4.1. Need of Normalization

  • Consequences of Bad Design:

    • Insert, Update, and Delete anomalies.

    • Database normalization minimizes redundancy and dependencies in data.

    • It involves splitting large tables into smaller ones and defining relationships between them.

4.2. Normalization

  • Definition:

    • A database schema design technique that organizes data to minimize redundancy and dependency.

    • Developed by IBM researcher E.F. Codd in the 1970s.

    • Clarifies organization of data in a database and is achieved through operational rules called 'forms'.

4.2.1. First Normal Form (1NF)
  • Tables must have no repeating groups or arrays.

  • Each cell should contain a single value, and each record must be unique.

  • Example:

    • Employee table shows employees working in multiple departments.

4.2.2. Second Normal Form (2NF)
  • Must meet 1NF requirements.

  • No Partial Dependency; all non-prime attributes must depend on the whole candidate key.

  • Attributes:

    • Prime attribute: Part of the candidate key

    • Non-prime attribute: Not part of the candidate key

4.2.3. Third Normal Form (3NF)
  • Must be in 2NF.

  • No transitive dependency; non-prime attributes should not depend transitively on the primary key.

4.2.4. Boyce-Codd Normal Form (BCNF)
  • Higher version of 3NF.

  • A table is in BCNF if:

    • It is in 3NF.

    • For every functional dependency (X → Y), X is a super key.

Anomalies in DBMS

  • The types of anomalies when the database is not normalized:

    1. Insertion Anomaly: Inability to add data due to constraints.
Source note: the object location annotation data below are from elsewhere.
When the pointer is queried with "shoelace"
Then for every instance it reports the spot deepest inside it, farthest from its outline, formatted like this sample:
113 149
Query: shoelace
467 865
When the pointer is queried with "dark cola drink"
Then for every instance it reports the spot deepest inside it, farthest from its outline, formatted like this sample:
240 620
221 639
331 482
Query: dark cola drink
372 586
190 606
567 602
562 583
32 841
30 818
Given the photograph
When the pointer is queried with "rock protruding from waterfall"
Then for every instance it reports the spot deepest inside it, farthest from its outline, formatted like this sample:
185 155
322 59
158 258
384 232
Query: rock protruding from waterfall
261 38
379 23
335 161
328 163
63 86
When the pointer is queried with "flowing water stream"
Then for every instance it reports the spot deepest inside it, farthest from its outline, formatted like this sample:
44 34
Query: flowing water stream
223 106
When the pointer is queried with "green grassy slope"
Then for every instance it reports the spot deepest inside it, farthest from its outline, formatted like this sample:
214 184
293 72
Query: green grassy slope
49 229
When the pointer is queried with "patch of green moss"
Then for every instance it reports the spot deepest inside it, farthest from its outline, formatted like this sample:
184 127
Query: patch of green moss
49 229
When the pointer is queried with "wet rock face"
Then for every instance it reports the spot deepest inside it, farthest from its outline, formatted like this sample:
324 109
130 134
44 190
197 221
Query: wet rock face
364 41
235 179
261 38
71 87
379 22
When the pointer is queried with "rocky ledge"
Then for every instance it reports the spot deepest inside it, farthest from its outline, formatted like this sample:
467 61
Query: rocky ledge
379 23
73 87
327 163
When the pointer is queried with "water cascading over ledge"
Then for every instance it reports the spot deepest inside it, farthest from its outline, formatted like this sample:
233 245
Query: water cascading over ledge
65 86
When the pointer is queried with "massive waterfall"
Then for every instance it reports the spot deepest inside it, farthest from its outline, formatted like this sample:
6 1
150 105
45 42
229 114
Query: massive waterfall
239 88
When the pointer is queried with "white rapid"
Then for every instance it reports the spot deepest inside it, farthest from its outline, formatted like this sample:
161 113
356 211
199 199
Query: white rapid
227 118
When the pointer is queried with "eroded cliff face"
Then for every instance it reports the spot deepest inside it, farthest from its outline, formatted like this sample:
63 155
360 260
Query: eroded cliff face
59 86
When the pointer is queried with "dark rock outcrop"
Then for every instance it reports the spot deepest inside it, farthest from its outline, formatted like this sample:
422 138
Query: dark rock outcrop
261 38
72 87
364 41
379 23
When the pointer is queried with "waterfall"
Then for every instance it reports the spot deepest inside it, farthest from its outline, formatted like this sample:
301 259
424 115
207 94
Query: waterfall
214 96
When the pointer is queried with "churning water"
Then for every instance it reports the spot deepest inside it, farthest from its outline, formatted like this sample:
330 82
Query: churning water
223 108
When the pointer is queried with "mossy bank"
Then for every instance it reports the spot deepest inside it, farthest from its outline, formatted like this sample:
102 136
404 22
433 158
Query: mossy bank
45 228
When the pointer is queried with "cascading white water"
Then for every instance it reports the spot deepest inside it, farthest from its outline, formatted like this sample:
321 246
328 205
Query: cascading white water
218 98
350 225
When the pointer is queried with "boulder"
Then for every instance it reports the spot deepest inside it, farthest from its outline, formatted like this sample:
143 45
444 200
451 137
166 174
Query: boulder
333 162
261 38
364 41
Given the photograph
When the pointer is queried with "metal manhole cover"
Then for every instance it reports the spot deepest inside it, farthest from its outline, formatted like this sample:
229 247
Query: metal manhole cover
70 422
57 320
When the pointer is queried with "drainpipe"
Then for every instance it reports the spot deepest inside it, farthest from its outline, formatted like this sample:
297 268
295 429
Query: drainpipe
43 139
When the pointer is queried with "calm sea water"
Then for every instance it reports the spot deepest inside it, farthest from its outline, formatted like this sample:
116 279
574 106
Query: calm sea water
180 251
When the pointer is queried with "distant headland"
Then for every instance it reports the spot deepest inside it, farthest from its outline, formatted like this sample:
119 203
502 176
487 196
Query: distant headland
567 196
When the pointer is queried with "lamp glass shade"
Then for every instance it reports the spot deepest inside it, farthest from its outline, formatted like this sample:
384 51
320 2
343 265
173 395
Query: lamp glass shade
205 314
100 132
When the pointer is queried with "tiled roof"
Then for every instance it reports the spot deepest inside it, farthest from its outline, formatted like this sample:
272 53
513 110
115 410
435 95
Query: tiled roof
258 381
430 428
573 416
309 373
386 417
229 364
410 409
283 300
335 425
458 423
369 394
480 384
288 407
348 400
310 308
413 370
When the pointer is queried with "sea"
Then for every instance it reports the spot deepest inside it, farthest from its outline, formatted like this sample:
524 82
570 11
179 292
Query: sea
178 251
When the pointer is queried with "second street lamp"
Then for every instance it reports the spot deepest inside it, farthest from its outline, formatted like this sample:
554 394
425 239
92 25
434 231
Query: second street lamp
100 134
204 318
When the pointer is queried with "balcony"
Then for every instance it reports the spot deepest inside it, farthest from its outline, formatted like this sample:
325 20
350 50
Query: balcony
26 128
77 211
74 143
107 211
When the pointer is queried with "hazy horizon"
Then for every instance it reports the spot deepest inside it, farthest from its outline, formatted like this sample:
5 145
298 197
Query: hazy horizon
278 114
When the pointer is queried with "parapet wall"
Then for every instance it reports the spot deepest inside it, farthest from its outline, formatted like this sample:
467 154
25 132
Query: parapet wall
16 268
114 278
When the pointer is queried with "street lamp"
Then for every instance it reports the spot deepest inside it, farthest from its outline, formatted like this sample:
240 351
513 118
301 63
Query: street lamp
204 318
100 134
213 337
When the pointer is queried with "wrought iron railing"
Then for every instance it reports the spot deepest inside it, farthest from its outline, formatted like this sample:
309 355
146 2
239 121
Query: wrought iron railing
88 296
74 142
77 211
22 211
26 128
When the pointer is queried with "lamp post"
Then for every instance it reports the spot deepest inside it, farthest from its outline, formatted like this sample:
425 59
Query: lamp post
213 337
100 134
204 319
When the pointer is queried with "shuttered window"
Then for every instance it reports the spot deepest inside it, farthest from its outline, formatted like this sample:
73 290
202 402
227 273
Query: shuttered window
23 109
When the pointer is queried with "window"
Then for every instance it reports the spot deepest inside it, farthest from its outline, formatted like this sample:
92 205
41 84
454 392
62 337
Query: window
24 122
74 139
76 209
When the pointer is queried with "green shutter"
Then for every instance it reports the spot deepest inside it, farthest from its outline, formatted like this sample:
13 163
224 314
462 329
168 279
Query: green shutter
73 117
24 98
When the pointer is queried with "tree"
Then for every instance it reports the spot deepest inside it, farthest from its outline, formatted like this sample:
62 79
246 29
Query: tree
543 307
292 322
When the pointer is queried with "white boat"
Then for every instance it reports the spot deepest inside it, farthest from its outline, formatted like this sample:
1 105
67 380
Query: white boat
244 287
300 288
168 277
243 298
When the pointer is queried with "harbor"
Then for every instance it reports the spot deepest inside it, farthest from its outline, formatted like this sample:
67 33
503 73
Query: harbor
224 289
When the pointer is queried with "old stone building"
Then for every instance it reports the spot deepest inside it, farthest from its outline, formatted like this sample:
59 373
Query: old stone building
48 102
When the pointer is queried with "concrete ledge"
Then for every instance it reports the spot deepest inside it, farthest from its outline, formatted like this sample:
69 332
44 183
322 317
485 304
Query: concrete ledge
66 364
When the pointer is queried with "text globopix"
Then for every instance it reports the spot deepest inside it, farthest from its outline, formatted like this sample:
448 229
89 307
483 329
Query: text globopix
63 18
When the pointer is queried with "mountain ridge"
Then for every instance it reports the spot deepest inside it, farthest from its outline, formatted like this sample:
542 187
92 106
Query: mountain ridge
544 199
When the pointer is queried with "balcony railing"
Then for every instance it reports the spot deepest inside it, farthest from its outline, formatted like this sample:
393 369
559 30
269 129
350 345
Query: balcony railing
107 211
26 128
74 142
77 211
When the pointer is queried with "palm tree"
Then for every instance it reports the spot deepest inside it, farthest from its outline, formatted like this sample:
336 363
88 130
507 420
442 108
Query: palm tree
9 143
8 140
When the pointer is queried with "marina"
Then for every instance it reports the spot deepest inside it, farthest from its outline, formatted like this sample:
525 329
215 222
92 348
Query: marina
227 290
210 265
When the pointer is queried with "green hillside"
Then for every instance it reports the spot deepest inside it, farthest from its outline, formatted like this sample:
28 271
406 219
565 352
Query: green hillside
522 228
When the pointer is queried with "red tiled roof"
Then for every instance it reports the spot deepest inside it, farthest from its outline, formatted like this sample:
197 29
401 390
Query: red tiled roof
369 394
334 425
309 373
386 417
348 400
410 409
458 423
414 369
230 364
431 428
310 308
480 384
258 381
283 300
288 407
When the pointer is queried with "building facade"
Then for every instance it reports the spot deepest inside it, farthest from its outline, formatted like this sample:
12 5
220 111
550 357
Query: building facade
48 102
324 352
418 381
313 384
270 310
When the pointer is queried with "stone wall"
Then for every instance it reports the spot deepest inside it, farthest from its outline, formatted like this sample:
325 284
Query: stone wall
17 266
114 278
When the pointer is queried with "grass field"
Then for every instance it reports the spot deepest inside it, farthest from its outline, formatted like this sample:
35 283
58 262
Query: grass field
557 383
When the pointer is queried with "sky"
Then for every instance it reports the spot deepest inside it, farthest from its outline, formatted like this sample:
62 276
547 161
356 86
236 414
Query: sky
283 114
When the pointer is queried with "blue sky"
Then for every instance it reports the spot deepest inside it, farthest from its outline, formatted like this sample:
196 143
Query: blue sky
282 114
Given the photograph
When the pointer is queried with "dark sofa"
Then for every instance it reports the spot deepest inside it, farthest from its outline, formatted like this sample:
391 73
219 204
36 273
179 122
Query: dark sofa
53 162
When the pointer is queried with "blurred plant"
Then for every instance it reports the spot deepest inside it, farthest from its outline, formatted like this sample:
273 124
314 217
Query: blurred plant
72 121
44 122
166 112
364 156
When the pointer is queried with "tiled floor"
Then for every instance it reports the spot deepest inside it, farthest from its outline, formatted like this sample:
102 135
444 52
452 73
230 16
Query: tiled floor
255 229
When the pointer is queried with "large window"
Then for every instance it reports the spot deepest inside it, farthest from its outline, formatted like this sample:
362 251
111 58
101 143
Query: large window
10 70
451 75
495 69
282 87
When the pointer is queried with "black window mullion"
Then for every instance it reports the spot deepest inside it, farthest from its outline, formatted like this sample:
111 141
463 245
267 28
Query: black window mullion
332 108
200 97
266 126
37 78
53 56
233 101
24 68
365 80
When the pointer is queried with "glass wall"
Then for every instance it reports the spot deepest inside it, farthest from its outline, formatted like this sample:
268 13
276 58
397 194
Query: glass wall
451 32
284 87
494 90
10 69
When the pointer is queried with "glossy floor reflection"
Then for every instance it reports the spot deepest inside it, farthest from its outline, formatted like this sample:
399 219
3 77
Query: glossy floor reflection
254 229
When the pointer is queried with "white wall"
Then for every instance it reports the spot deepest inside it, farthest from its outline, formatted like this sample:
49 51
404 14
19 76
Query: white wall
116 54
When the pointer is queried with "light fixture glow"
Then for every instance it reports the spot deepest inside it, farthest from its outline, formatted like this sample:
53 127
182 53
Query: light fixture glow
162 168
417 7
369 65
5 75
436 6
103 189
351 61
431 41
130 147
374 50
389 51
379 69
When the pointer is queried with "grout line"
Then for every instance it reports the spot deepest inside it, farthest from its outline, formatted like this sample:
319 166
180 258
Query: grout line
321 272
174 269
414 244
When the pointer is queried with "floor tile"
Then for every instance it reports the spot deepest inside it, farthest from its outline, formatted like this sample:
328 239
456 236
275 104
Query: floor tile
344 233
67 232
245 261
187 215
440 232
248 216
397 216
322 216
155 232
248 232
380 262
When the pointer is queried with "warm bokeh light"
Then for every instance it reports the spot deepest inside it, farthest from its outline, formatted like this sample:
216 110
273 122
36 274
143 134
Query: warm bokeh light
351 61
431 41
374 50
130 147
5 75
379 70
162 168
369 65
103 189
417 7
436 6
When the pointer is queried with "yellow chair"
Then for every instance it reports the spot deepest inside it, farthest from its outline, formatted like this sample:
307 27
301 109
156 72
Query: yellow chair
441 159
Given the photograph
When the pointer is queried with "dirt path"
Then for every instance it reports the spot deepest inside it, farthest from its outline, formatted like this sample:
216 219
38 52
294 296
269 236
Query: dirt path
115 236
Example: New employee under training without a department.

    2. Update Anomaly: Inconsistent data when updating records across multiple entries. Example: Employee with two records in different departments.

    3. Deletion Anomaly: Losing valuable information when deleting records. Example: Deleting all employees from a closed department.

Advantages of Normalization

  1. Smaller databases due to elimination of duplicate data.

  2. Improved performance; faster data access due to reduced size.

  3. Narrower tables lead to more records being accommodated per page.

  4. Fewer indexes per table expedite maintenance tasks.

  5. Selective table joining allows for querying only necessary data.

Disadvantages of Normalization

  1. Increased complexity due to more tables; harder to comprehend.

  2. Tables may contain codes rather than actual data, necessitating lookup tables.

  3. Difficult to query as the model may not cater to ad hoc queries.

  4. Performance may decline with higher normal form levels due to increased joins.

  5. Requires knowledge of normal forms to apply effectively; poor execution can lead to anomalies and inconsistencies.

Database Normalization Rules

  • First Normal Form (1NF) Rules:

    • Each table cell must contain a single value.

    • Each record needs to be unique.

Employee Table Examples

  1. Employee Table Before 1NF:

    • Contains multiple departments in one cell.

  2. Employee Table Following 1NF:

    • Split into multiple records for each employee-department relation.

Second Normal Form (2NF)
  • A table is in 2NF if:

    1. It is in 1NF.

    2. It has no Partial Dependency.

  • Example: Employee must depend on both prime attributes (Emp_Id, Dept_Id).

Third Normal Form (3NF)
  • Condition for achieving 3NF:

    1. Must fulfill Second Normal Form requirements.

    2. No non-prime attribute is transitively dependent on the prime key attribute.

Transitive Functional Dependencies
  • If a non-key attribute depends on another non-key attribute, it's considered transitive and should be moved to a new table.

Boyce and Codd Normal Form (BCNF)
  • Definition:

    • BCNF is a stricter version of 3NF addressing certain types of anomalies not handled by 3NF.

  • For a table to be in BCNF, it must:

    1. Be in 3NF.

    2. Ensure that for every functional dependency (X → Y), X is a super key.